Like An Arrow In The Blue Sky; Another Century Flies

Cover: 4/10

The cover looks cute and aesthetic but is it really the one for your book? It looks like an edit than a cover. It also doesn't show the elements of the book, I don't feel like the cover is part of the story. It just doesn't give me an idea of what the story could be about. There aren't any elements showing their past life. I really think you should change the cover.

Title: 3/5

Too long, it's just too long. It could've been a dialogue than a title considering its length. It might be a little fitting, yes, but I just don't think titles need to be this big. It's just unattractive when it comes to Wattpad.

Synopsis: 4/10

It doesn't draw me in. I just think that you could've added something more interesting. I get the first sentence but the party where you mentioned how frequently jimin gets his dreams just seemed so redundant, and well, that's basically your whole synopsis. Too short and redundant. It could be improved so much. I think both the title and the synopsis are fitting when it comes to AO3 but if we're talking about Wattpad it's just a big no.

Plot: 24/30

It's very uncommon.

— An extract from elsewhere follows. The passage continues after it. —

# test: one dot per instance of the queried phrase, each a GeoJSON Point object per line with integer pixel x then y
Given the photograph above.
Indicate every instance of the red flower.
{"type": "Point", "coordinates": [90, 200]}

The plot isn't totally original as I've read two to three books like this but it's only read to three tho. It was really cute even though I think that wasn't what this was going for. I like how you merged the past life and present life perfectly without confusing the readers. It's a pretty good plot, you've used it well.

Characters: 5/10

They're a little blurry. They're confusing sometimes too. Why does jimin wake up crying when all he did was a dream of his lover? Why does jimin just marry haeun without even thinking for a minute? They just feel a little bland too, without backstories. I couldn't find any development too.

Grammar: 22/25

You've got good grammar! When I first started reading, I prepared myself for the worst but thankfully, I didn't have to go through anything bad. You don't have the perfect grammar but it's understandable and definitely Good.

Writing style: 7/10

It's simple and nice. Very understandable, not too compliment. I just feel like your writing style would definitely fit Twitter aus, it has this cute style. Since the book is a little serious, I think you should use more new words a d improve your vocabulary. Try writing with depth. Get into it.

Overall:

I think it's a good book with a great plot, just needs a makeover.